A genetic algorithm for cellular manufacturing design and layout

Xiaodan Wu, Chao Hsien Chu, Yunfeng Wang, Weili Yan

Research output: Contribution to journalArticlepeer-review

176 Scopus citations

Abstract

Cellular manufacturing (CM) is an approach that can be used to enhance both flexibility and efficiency in today's small-to-medium lot production environment. The design of a CM system (CMS) often involves three major decisions: cell formation, group layout, and group schedule.
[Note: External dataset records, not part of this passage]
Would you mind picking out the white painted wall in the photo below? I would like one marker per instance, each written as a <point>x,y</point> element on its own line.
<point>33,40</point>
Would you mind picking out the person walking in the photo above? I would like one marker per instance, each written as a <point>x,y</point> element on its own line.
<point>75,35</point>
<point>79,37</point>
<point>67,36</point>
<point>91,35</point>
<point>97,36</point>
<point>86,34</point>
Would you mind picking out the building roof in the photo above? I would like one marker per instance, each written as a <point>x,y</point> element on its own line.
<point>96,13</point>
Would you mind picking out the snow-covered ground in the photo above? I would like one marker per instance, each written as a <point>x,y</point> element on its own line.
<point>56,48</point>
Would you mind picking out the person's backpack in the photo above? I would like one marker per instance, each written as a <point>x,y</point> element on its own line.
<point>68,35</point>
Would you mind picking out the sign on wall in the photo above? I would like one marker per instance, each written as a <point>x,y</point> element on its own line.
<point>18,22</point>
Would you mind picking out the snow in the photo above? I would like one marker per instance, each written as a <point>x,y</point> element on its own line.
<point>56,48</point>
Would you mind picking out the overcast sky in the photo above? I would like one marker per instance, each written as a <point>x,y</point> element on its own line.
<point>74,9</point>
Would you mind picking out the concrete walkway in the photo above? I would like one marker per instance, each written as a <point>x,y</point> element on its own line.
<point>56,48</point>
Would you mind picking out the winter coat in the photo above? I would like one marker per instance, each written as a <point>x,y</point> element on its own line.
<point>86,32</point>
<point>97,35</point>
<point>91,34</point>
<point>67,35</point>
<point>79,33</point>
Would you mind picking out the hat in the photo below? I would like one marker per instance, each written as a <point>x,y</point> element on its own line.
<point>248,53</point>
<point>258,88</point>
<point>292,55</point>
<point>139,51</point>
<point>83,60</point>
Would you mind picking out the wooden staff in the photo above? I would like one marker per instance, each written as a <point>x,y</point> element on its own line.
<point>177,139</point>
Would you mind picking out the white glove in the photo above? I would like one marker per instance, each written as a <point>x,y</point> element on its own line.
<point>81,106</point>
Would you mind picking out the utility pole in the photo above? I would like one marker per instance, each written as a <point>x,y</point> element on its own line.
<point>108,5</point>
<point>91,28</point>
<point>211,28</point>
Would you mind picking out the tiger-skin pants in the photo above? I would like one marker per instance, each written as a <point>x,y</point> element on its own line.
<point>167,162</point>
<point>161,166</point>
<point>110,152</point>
Ideally, these decisions should be addressed simultaneously in order to obtain the best results. However, due to the complexity and NP-complete nature of each decision and the limitations of traditional approaches, most researchers have only addressed these decisions sequentially or independently. In this study, a hierarchical genetic algorithm is developed to simultaneously form manufacturing cells and determine the group layout of a CMS. The intrinsic features of our proposed algorithm include a hierarchical chromosome structure to encode two important cell design decisions, a new selection scheme to dynamically consider two correlated fitness functions, and a group mutation operator to increase the probability of mutation. From the computational analyses, these proposed structure and operators are found to be effective in improving solution quality as well as accelerating convergence.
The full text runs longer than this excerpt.